Председатель сердито свел брови к переносице.
— С ума спятил? Когда это я с тобой пил, да еще на работе? Забирай бутылку и иди отсюда, — процедил Омароглу и повернулся к Эмину: — Простите, у пас тут случаются шутники…
Эмин с живым интересом наблюдал происходящее.
— Я сюда не для шуток пришел, председатель, — сказал Ильяс. — Дело у меня государственное. Клянусь памятью твоего покойного отца Али-Саттара, ты попробуешь этого вина. Стаканы давай!
Неподалеку от паромной переправы шли приготовления к петушиному бою. Болельщиков было десятка два.
Зажав под мышкой своего черного голошеего петуха, Иса сосредоточенно проверял его шпоры, счищал ножом заусенцы, пробовал остроту.
Оспаривать пальму петушиного первенства у его бойца готовился бронзовый самец с бешеными глазами, принадлежавший давно небритому угрюмому детине.
Петухов поднесли клюв к клюву, развели и потом отпустили.
Они тут же сошлись в бою. Были выпады и отходы, удары в голову шпорами в прыжке, молниеносные уколы клювом. Брызги алой крови все чаще кропили землю.
Ибрагим подошел к толпе, нашел глазами Ису и направился к нему. Тронул за плечо.
— Чего людей мутишь, Иса? Чего это ты вздумал вдруг виноград скупать?
Иса молчал, наблюдая за перипетиями боя.
— Ты же был порядочный человек, Иса, — задумчиво сказал Ибрагим. — Если бы тебе тогда, в окопах под Керчью, сказал кто-нибудь, что ты через сорок лет спекулянтом станешь, что бы ты ответил такому человеку?
— Ну так беги, доложи председателю, что Иса виноградом спекулирует, деньги мешками гребет! Чего ко мне пришел? — вдруг зло, с истерической ноткой выкрикнул Иса.
— Вот таких слов ты раньше тоже не сказал бы — гордость бы не позволила, — проговорил Ибрагим. — Ты же отлично знаешь, что никуда я не побегу. Потому что под Керчью был окоп, и из всех ушедших из этого села живыми выбрались оттуда лишь трое — ты, Ильяс и я…
Ибрагим повернулся и, ссутулив плечи, пошел прочь.
Эмин прихлебывал вино медленно, смакуя. Омароглу выпил махом, поставил стакан на стол.
— Превосходная лоза, — сказал он искренне. — Ну и что?
— А вот что, — торжественно сказал Ильяс. — Выслушан внимательно.

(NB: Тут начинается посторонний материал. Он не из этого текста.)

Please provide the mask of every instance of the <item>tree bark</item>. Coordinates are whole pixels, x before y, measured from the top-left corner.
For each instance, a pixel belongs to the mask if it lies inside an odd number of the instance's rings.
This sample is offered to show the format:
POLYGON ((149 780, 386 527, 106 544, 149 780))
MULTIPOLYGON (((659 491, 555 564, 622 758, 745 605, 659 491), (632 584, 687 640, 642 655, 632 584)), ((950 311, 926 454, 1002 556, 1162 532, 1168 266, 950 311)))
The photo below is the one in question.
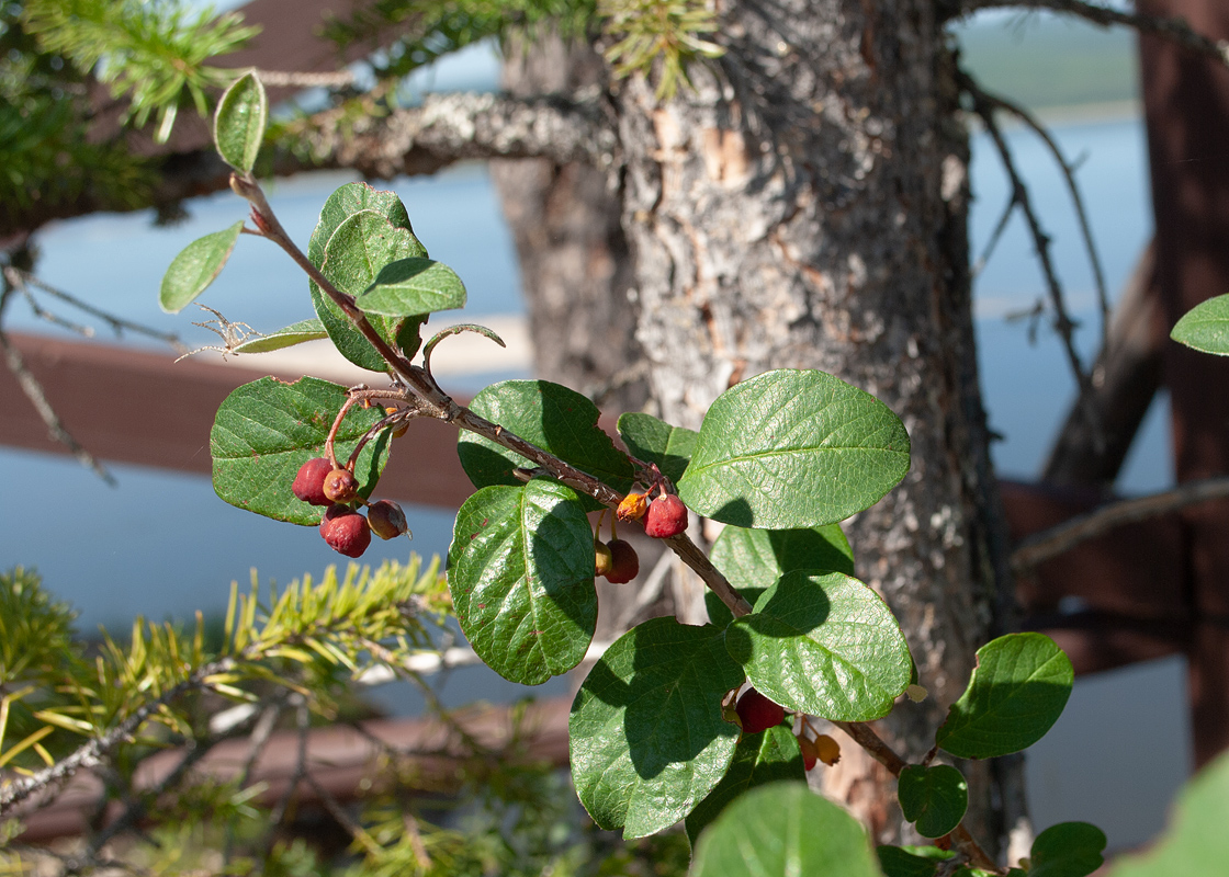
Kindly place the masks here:
MULTIPOLYGON (((847 531, 930 692, 881 722, 917 760, 973 652, 1005 623, 1009 593, 973 348, 954 61, 930 0, 719 7, 728 53, 693 71, 693 91, 659 102, 653 82, 632 77, 616 97, 650 388, 666 420, 694 429, 737 381, 821 368, 902 418, 912 470, 847 531)), ((984 763, 964 766, 968 825, 994 848, 1019 816, 1018 787, 984 763), (1004 796, 1008 822, 995 806, 1004 796)), ((880 839, 908 836, 879 779, 832 786, 880 839)))

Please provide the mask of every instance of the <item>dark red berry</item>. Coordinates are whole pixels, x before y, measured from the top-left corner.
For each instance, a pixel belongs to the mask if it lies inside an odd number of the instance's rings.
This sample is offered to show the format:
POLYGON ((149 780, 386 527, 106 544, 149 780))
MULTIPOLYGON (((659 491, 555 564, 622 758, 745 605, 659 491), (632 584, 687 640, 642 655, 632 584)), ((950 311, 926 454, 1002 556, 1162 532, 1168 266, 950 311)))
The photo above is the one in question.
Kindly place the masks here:
POLYGON ((363 556, 371 544, 367 520, 349 506, 332 505, 320 522, 320 534, 334 552, 348 558, 363 556))
POLYGON ((675 494, 661 494, 649 504, 644 532, 654 539, 669 539, 687 529, 687 506, 675 494))
POLYGON ((608 576, 614 569, 614 555, 608 545, 594 539, 594 575, 608 576))
POLYGON ((359 479, 349 469, 333 469, 324 475, 324 496, 333 502, 353 502, 359 499, 359 479))
POLYGON ((606 548, 611 552, 611 571, 606 574, 606 581, 623 585, 639 575, 640 558, 637 556, 632 543, 611 539, 606 543, 606 548))
POLYGON ((367 524, 381 539, 396 539, 409 532, 406 512, 392 500, 380 500, 367 506, 367 524))
POLYGON ((785 721, 784 707, 768 700, 753 688, 748 688, 739 698, 737 712, 739 719, 742 720, 744 733, 760 733, 785 721))
POLYGON ((324 477, 332 470, 333 464, 324 457, 308 459, 299 467, 299 474, 295 475, 295 483, 290 489, 304 502, 311 502, 313 506, 331 505, 332 500, 324 496, 324 477))

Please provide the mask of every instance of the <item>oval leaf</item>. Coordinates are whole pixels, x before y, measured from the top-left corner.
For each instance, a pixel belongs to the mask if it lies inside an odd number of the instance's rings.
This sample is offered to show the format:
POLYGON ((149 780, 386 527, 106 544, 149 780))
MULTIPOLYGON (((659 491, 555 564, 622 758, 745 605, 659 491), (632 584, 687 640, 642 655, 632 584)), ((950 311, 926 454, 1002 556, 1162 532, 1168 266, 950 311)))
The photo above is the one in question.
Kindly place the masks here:
POLYGON ((704 827, 720 816, 731 801, 756 786, 778 780, 806 781, 803 750, 798 748, 794 732, 785 725, 778 725, 760 733, 742 735, 725 776, 687 817, 687 839, 692 849, 704 827))
POLYGON ((256 72, 248 71, 235 80, 214 114, 214 142, 222 161, 236 171, 251 171, 261 151, 268 115, 264 86, 256 72))
POLYGON ((328 338, 328 333, 324 332, 324 324, 318 319, 302 319, 272 334, 253 338, 251 341, 243 341, 234 349, 234 353, 267 354, 321 338, 328 338))
POLYGON ((875 505, 908 468, 887 405, 820 371, 771 371, 709 408, 678 495, 739 527, 819 527, 875 505))
POLYGON ((184 247, 162 275, 159 306, 167 313, 178 313, 209 289, 226 265, 242 228, 243 220, 240 220, 230 228, 205 235, 184 247))
POLYGON ((858 820, 803 782, 747 792, 701 835, 692 877, 879 877, 858 820))
MULTIPOLYGON (((1222 823, 1222 833, 1224 823, 1222 823)), ((1086 822, 1061 822, 1051 825, 1032 841, 1029 877, 1088 877, 1105 862, 1105 832, 1086 822)), ((1224 867, 1224 860, 1219 867, 1224 867)), ((1172 875, 1214 873, 1214 871, 1170 871, 1172 875)))
POLYGON ((721 699, 742 671, 712 625, 640 624, 589 672, 568 721, 576 795, 599 825, 643 838, 673 825, 713 791, 739 728, 721 699))
POLYGON ((442 262, 413 257, 381 268, 356 303, 366 313, 417 317, 465 307, 465 298, 456 271, 442 262))
POLYGON ((831 721, 886 716, 913 666, 884 601, 841 572, 787 572, 728 628, 726 647, 764 696, 831 721))
POLYGON ((1229 356, 1229 295, 1208 298, 1187 311, 1170 338, 1206 354, 1229 356))
MULTIPOLYGON (((597 407, 574 389, 549 381, 503 381, 484 388, 469 408, 613 488, 632 486, 632 463, 597 426, 597 407)), ((512 451, 462 431, 457 456, 476 488, 520 484, 512 469, 533 466, 512 451)), ((583 497, 590 510, 600 506, 583 497)))
POLYGON ((968 809, 968 782, 948 764, 930 768, 911 764, 901 771, 896 793, 905 818, 923 838, 948 834, 968 809))
POLYGON ((1172 823, 1149 852, 1120 860, 1111 877, 1214 875, 1229 861, 1229 753, 1179 793, 1172 823))
MULTIPOLYGON (((725 527, 713 543, 712 560, 752 606, 761 593, 793 570, 853 575, 853 549, 841 526, 834 523, 805 529, 725 527)), ((704 592, 704 603, 713 624, 724 628, 734 620, 712 591, 704 592)))
POLYGON ((1041 739, 1070 696, 1070 660, 1045 634, 1008 634, 977 650, 977 667, 935 742, 957 758, 1008 755, 1041 739))
MULTIPOLYGON (((344 387, 313 377, 295 383, 262 377, 235 389, 219 407, 209 434, 214 490, 257 515, 318 524, 324 510, 297 499, 290 486, 299 467, 324 456, 324 440, 345 398, 344 387)), ((379 407, 347 411, 337 432, 338 458, 348 458, 381 416, 379 407)), ((371 495, 387 461, 387 434, 364 446, 354 468, 363 496, 371 495)))
POLYGON ((699 432, 682 426, 671 426, 651 414, 628 411, 619 415, 618 434, 627 450, 637 459, 656 463, 661 474, 678 481, 691 462, 692 450, 699 432))
POLYGON ((505 679, 537 685, 585 657, 597 624, 594 532, 571 488, 532 480, 461 506, 449 590, 469 645, 505 679))

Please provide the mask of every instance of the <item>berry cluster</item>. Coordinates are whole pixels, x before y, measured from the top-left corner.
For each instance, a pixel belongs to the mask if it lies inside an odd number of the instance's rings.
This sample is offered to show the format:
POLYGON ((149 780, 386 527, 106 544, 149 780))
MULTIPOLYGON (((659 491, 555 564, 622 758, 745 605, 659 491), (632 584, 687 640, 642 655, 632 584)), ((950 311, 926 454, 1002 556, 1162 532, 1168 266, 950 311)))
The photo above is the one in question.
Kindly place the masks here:
POLYGON ((381 539, 408 533, 406 513, 392 500, 367 502, 359 496, 354 473, 327 457, 308 459, 299 467, 291 486, 295 496, 313 506, 327 506, 320 522, 320 534, 328 547, 348 558, 359 558, 371 544, 374 532, 381 539), (354 504, 367 507, 364 517, 354 504))

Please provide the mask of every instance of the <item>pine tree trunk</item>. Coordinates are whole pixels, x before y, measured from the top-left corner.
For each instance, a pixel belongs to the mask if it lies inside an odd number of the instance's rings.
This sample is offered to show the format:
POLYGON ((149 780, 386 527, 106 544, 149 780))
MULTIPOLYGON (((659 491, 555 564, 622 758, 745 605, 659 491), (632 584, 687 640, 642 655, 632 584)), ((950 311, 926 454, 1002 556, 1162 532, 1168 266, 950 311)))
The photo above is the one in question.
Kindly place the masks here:
MULTIPOLYGON (((820 368, 902 418, 912 469, 847 532, 930 692, 880 723, 918 759, 1003 622, 1007 581, 954 61, 933 0, 719 6, 728 53, 694 70, 694 90, 659 102, 632 77, 616 98, 650 389, 666 420, 698 427, 737 381, 820 368)), ((902 836, 895 785, 853 750, 853 774, 830 771, 830 787, 880 838, 902 836)), ((1019 796, 993 766, 965 768, 970 828, 995 848, 1007 825, 994 802, 1019 796)))

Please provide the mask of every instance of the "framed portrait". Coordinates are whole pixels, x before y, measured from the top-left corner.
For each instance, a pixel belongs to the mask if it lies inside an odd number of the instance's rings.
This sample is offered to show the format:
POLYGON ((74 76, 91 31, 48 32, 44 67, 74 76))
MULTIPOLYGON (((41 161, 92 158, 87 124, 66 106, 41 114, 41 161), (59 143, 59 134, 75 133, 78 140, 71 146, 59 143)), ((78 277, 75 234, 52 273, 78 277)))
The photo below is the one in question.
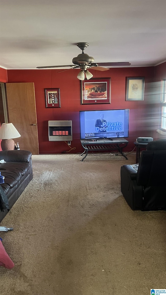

Тебе не кажется, что менять что-то надо в нашей жизни?
— То есть как — менять? — вздернул брови Омароглу.
— А так. Бедно живут у нас люди. И ты это знаешь не хуже меня. Немного овощей сажаем, чуть-чуть табаку, немного хлопка…
— Дальше говори, — глухо сказал председатель.
— Говорю, ты только не нервничай. Давай сухую землю за селом виноградом засадим. Пусть сама природа рассудит, кто прав, — земля крестьянину главный советчик.
— Простите, что при вас такой разговор вышел. Но и вы теперь не чужой здесь человек, — сказал председатель Эмину и повернулся к Ильясу: — Колхозная земля, дорогой Ильяс-ами, — не поле для экспериментов. Ты думаешь, собрать для базара урожай в саду величиной с ухо соловья и разбивать плантации на обширнейших мертвых землях — это одно и то же? Ошибаешься! Ты и еще десять других посадили по три лозы в своих дворах, получили по несколько корзин винограда и думаете — профессорами стали! — Омароглу остановился, перевел дух. — Если бы здесь мог расти хороший виноград, наши предки, я тебя уверяю, выращивали бы здесь только его…
— Откуда ты знаешь, что и старину здесь лозу не выращивали? — горячо возразил Ильяс-киши. — Вот какую картинку я нашел и старой книге. — Он достал из внутреннего кармана пиджака старую потрепанную книгу без обложки, раскрыл се на заранее заложенной странице: — Посмотри, что здесь нарисовано! И прочитай, о каких местах идет речь. Видишь, ясно написано: «На левом берегу Куры, там, где река…»
— Ну-ка, дан сюда, прервав его, взял книгу Омароглу.
На фотографии запечатлен был стилизованный рисунок, выбитый на поверхности гранита древним художником: человек в коническом колпаке, одетый в короткую куртку и подобие шаровар, заправленных в низкие сапожки, подавал большую, увитую листьями кисть винограда человеку в древнеримском воинском одеянии. Под рисунком была надпись латинскими буквами.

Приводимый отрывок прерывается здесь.